What are the biggest risks of using AI in legal practice?
Hallucinations (fabricated case citations and inaccurate legal content), client confidentiality breaches when using consumer AI tools, and automation bias where solicitors accept AI output without sufficient review. Irish courts have already refused applications and identified sanctions for AI misuse.

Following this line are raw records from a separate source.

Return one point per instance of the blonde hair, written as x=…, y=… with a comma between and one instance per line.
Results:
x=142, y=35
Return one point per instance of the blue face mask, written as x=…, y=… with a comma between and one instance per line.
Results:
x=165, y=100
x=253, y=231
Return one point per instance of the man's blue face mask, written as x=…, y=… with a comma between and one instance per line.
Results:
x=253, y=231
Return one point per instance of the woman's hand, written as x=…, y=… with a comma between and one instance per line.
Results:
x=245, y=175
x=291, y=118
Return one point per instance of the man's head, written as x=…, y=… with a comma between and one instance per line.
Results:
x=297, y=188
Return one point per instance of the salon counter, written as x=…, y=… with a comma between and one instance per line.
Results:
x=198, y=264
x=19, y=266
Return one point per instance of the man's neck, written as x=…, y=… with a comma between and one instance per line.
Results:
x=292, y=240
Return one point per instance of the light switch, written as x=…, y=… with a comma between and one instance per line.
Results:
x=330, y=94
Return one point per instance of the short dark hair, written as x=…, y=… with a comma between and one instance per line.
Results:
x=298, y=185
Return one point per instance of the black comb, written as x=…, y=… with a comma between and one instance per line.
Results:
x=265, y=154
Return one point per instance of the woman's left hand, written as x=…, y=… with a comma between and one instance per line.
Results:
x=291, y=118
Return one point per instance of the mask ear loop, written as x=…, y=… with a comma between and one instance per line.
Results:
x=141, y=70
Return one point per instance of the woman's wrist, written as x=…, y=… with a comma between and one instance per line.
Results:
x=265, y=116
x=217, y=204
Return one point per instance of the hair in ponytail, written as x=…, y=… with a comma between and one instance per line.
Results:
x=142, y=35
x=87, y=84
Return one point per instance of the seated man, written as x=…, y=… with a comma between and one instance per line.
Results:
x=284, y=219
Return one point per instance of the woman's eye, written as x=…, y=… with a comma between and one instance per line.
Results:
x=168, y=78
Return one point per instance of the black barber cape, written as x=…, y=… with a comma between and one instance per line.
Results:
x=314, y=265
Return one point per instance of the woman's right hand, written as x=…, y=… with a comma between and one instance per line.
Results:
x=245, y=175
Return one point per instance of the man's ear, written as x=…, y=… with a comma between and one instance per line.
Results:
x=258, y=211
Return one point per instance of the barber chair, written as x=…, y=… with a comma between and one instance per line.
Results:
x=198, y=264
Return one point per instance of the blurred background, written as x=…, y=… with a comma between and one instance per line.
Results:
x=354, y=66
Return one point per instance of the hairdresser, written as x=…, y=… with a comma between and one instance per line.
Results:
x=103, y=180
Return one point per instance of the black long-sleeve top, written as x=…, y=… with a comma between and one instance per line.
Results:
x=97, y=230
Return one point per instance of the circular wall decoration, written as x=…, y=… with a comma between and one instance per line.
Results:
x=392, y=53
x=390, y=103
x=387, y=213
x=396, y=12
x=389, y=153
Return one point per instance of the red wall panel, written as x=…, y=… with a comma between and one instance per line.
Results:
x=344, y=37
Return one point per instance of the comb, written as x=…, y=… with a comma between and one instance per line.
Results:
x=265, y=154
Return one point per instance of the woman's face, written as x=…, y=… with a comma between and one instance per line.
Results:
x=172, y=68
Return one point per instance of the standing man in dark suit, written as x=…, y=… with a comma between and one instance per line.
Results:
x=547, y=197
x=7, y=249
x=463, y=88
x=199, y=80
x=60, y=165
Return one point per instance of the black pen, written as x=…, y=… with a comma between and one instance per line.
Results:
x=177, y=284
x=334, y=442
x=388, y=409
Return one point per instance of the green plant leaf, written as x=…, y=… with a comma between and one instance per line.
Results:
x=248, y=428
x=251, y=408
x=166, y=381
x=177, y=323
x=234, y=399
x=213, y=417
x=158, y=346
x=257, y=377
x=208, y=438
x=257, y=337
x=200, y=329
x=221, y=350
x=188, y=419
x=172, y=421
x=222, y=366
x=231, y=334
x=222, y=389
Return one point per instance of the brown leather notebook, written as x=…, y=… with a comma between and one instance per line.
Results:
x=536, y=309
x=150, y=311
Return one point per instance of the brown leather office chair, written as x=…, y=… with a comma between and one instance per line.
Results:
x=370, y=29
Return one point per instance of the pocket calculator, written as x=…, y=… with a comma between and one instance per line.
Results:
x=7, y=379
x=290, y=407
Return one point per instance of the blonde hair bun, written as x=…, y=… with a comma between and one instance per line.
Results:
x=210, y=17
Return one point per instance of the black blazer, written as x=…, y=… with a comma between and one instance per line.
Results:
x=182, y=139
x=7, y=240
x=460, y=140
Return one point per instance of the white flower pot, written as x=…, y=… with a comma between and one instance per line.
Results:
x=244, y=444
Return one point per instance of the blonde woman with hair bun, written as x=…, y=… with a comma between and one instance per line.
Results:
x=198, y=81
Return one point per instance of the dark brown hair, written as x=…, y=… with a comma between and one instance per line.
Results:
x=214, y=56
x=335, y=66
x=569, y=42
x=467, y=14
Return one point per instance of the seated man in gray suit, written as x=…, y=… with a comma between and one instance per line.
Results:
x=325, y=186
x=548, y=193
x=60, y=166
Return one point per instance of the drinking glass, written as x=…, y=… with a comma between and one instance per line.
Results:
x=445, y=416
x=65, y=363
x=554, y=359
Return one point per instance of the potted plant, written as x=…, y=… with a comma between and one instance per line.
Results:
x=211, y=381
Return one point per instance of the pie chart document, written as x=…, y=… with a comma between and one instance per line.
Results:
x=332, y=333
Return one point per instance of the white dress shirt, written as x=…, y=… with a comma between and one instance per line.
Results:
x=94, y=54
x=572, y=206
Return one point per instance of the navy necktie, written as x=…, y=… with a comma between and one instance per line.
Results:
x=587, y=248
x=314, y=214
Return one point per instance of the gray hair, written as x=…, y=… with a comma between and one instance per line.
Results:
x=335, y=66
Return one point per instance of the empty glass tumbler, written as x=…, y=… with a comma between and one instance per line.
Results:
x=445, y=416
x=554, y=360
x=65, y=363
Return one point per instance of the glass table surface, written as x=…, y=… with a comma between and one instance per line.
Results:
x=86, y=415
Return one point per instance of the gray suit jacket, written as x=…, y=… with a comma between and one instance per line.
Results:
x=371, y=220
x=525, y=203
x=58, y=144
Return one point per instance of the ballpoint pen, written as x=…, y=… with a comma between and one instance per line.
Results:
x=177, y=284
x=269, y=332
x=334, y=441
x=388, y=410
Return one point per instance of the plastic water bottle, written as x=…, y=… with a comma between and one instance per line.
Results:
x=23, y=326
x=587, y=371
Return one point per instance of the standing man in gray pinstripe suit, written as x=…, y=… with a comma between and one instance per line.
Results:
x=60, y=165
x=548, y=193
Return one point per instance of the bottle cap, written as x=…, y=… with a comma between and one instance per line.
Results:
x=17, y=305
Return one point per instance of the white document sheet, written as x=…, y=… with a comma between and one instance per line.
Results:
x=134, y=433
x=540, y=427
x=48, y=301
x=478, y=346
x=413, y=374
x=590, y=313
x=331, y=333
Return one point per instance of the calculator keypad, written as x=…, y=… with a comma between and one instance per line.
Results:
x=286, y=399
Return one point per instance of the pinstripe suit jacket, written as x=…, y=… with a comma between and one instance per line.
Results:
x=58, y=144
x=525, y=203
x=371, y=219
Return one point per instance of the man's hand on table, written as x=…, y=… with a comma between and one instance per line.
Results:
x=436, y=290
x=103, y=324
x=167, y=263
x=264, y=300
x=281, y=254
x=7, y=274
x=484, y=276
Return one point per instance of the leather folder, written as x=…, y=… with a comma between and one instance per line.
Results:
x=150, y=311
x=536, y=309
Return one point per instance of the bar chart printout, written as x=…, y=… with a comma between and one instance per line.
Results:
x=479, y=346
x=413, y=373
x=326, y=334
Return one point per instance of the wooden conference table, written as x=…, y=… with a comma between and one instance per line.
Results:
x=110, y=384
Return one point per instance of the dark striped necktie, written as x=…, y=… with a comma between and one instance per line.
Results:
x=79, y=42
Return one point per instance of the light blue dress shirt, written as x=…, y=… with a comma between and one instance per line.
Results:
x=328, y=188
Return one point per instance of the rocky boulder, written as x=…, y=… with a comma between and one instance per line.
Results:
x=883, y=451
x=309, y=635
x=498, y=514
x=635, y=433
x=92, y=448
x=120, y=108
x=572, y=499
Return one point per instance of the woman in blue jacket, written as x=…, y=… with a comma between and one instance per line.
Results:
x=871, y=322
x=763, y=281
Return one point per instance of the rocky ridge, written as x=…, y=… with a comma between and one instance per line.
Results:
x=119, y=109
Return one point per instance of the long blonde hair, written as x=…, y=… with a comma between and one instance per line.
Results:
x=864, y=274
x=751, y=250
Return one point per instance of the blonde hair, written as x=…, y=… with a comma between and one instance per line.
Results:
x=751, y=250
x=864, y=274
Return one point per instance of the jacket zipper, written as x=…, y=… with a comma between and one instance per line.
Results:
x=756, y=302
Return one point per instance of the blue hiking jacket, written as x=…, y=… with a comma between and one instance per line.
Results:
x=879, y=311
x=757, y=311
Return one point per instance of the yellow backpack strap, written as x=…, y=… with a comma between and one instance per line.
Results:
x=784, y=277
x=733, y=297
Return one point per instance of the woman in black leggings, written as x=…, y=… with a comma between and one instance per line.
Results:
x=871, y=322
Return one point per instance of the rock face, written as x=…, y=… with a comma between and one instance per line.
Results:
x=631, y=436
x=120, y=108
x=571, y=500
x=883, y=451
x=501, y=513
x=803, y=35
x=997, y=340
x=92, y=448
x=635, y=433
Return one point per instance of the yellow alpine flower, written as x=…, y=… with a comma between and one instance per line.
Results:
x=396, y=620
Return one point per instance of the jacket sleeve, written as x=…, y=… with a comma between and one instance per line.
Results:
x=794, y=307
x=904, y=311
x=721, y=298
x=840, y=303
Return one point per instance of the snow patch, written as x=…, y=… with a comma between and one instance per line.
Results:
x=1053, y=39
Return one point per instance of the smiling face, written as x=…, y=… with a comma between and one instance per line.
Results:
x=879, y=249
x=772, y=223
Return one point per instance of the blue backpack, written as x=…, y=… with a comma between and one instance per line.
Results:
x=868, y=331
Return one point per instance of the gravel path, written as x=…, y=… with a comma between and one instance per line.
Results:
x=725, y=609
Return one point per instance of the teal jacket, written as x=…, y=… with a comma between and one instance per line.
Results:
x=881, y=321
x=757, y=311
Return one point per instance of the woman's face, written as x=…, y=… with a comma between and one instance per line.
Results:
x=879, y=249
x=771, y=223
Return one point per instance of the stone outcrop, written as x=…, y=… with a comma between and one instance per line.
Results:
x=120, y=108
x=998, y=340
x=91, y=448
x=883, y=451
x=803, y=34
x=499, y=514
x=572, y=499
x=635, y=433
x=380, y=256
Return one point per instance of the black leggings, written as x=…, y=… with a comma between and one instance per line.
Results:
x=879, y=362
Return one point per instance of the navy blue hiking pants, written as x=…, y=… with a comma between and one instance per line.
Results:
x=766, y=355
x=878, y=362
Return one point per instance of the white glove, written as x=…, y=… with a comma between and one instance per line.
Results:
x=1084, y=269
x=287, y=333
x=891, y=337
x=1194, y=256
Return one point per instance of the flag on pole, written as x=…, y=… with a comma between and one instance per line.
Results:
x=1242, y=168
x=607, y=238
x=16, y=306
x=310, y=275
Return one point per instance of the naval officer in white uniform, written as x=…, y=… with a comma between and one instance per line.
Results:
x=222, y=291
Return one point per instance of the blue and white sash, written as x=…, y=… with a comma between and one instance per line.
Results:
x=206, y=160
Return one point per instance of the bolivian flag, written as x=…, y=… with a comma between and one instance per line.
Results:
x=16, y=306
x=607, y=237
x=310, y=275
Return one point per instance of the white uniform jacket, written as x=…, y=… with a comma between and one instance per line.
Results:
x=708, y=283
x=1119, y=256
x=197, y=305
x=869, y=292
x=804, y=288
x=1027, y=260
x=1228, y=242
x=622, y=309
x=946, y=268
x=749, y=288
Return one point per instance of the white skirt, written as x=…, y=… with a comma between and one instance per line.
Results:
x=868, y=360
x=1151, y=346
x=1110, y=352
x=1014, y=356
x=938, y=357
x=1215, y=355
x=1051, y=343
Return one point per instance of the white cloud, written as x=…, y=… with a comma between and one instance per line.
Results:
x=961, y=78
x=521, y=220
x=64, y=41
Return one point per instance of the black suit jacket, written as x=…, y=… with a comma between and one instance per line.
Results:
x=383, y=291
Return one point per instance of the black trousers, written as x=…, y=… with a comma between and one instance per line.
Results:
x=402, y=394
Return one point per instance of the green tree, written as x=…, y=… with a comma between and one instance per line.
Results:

How much time can AI save in a law firm?
LEAP users report saving up to 2 hours per day per staff member. Specific gains include 60% reduction in routine research time, 75% reduction in standard letter drafting time, and firms handling 30% more files with the same team.
What does the EU AI Act mean for Irish solicitors?
The Article 4 literacy obligation, effective since February 2025, requires firms to ensure staff have a "sufficient level of AI literacy." This means formal AI training is no longer optional - it's a regulatory requirement.